Machine Learning Engineer (MLE) ensures that AI and machine learning models transition seamlessly from experimentation to production through well-structured, automated, and continuously improving pipelines. This role is responsible for code refactoring, CI/CD updates, pipeline monitoring in the experiment layer, and model retraining, ensuring AI systems are scalable, stable, and high-performing throughout their lifecycle. MLE ensures model code is production-ready, pipelines are automated and monitored, and models are retrained regularly to sustain accuracy and business value.

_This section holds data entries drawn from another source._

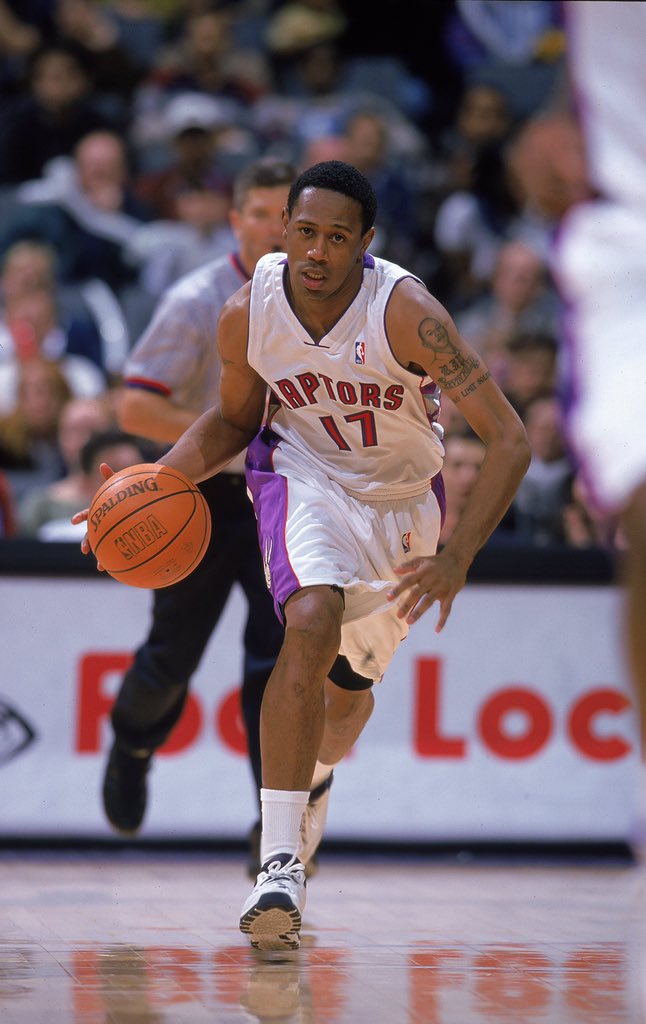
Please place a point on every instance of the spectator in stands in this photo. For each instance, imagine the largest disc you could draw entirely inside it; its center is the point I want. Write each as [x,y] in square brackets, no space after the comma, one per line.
[547,167]
[471,227]
[517,46]
[57,110]
[482,119]
[32,328]
[85,210]
[583,525]
[45,513]
[7,510]
[80,419]
[369,146]
[87,311]
[544,492]
[29,433]
[194,122]
[114,73]
[521,299]
[530,368]
[464,454]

The role combines strong engineering discipline with proactive problem-solving to make AI operationally reliable and value-generating across all domains of the AI CoE.
Responsibilities:
- Refactor and modularize data science code for scalability, efficiency, and deployment readiness.
- Maintain and enhance CI/CD pipelines to automate model testing, packaging, and deployment.
- Monitor ML pipelines in Vertex AI experiment layer; ensure job completion, accuracy, and resource optimization.
- Execute scheduled or trigger-based retraining to maintain model performance and prevent drift.
- Manage code and pipeline versioning; update documentation and logs after every retrain or release.
- Partner with Data Scientists and MLE Ops to troubleshoot deployment or retraining issues.
Qualifications:
- Bachelor's degree in Computer Science, Data Engineering, or Artificial Intelligence.
- 5–8 years of experience in machine learning engineering, MLOps, or AI deployment environments.
- Proficient in Python, Git, and cloud ML platforms such as Vertex AI (GCP) or equivalent (AWS SageMaker, Azure ML).
- Strong experience in CI/CD pipeline automation and code optimization for production deployment.
- Understanding of model retraining workflows, monitoring, and data drift detection.
- Excellent problem-solving, documentation, and collaboration skills in agile, cross-functional teams.